Carga milionária de cocaína tinha destino aos grandes centros e países europeus/ Fotos: Gerson Oliveira 

Durante o interrogatório, o motorista, um ex-militar do exército de 40 anos, manteve-se em silêncio inicialmente, mas logo depois confessou que não sabia dos entorpecentes que estavam escondidos no veículo. Tanto o ex-militar quanto o caminhão foram levados para Campo Grande. 

Segundo o Hoffman D' ávilla, o cloridrato de cocaína apreendido na tarde de hoje é de "modelo exportação", tanto pelas suas características quanto pelo elevado valor pelo qual costuma ser vendido no país. Ainda segundo o delegado, a carga seria dividida em duas partes: uma delas seria enviada para a região centro-sul do país, enquanto a outra seria destinada a países europeus.

Ainda de acordo com o delegado, a espessura dos entorpecentes chamou a atenção dos policiais

“Essa carga de cloridrato de cocaína está avaliada hoje em R$27 milhões e, neste caso, pode-se observar pela espessura das embalagens.

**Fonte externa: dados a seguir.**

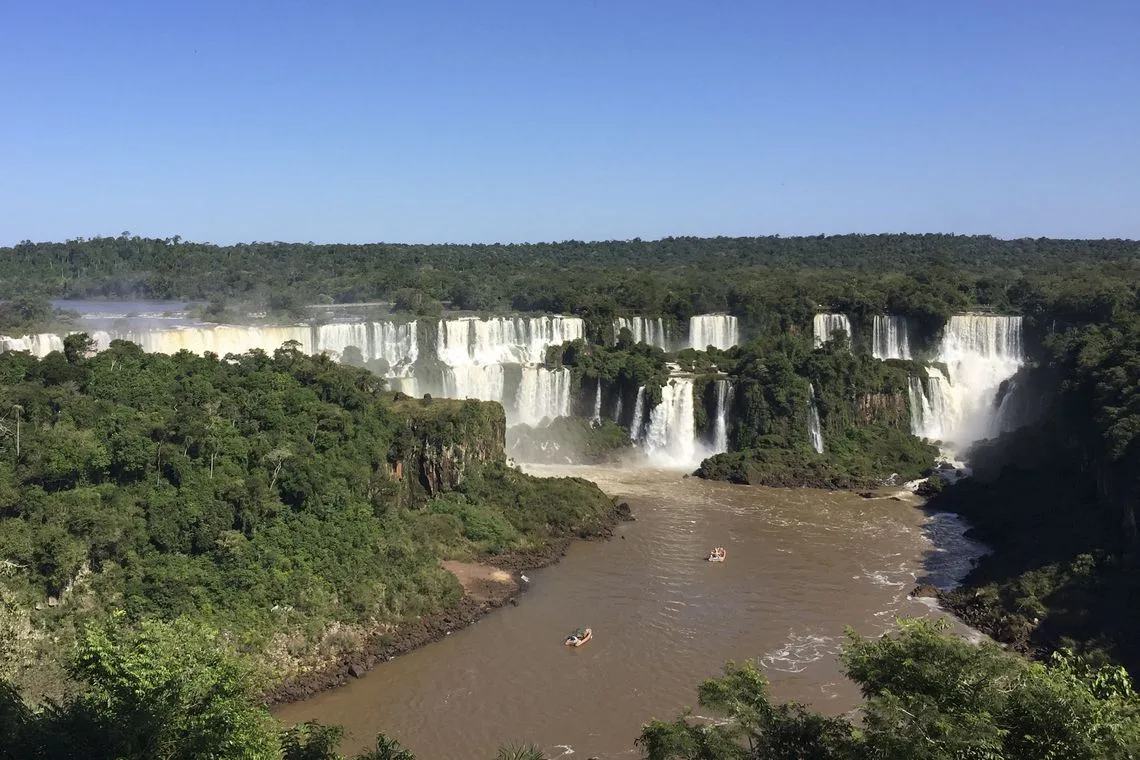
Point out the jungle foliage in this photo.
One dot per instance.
(258, 493)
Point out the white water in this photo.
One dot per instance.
(503, 340)
(724, 392)
(814, 422)
(961, 407)
(670, 440)
(543, 395)
(718, 331)
(890, 338)
(638, 421)
(644, 329)
(824, 325)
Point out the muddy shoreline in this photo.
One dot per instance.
(381, 647)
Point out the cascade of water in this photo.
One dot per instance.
(670, 438)
(813, 419)
(503, 340)
(890, 337)
(644, 329)
(638, 422)
(960, 406)
(724, 391)
(39, 345)
(482, 382)
(543, 395)
(824, 325)
(718, 331)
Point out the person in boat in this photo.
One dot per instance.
(578, 635)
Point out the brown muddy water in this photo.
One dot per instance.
(801, 564)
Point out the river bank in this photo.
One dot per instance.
(487, 586)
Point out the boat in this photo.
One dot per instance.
(579, 637)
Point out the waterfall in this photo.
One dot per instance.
(890, 337)
(638, 422)
(482, 382)
(960, 406)
(543, 395)
(824, 325)
(718, 331)
(721, 424)
(220, 340)
(670, 439)
(644, 329)
(813, 419)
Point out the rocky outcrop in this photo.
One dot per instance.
(442, 440)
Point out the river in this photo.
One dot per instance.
(801, 564)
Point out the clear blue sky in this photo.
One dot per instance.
(544, 120)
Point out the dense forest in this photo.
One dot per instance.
(176, 691)
(771, 283)
(185, 501)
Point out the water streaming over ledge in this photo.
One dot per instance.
(959, 406)
(824, 325)
(813, 421)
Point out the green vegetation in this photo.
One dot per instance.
(1057, 500)
(928, 697)
(27, 315)
(283, 499)
(773, 284)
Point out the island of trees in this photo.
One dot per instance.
(188, 507)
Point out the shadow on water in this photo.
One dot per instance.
(1058, 572)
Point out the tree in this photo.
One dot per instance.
(929, 696)
(167, 691)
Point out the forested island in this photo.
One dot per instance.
(267, 512)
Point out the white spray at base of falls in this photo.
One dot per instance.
(813, 419)
(724, 392)
(824, 325)
(890, 338)
(503, 340)
(644, 329)
(544, 394)
(670, 440)
(39, 344)
(960, 407)
(718, 331)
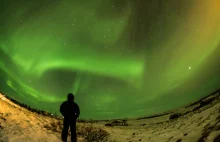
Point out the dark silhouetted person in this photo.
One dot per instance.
(70, 111)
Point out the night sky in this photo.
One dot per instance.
(121, 58)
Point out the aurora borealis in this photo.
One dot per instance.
(122, 58)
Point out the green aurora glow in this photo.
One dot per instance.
(121, 58)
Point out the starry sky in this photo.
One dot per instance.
(124, 58)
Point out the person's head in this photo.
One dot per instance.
(70, 97)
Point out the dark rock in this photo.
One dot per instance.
(217, 139)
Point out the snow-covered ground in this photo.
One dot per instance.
(197, 124)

Essa embalagem mais avantajada é o tipo droga de exportação, onde seria enviada para São Paulo e depois pelo Porto de Santos, seguiria destino europa. Essa com espessura mais fina, é uma droga mais pulverizada e vendida nas capitais brasileiras”, explicou Hoffman D’avila para o Correio do Estado. 

Diante do flagrante, o militar da reserva do Exército responderá pelos crimes de tráfico de drogas e está a disposição da Justiça Brasileira.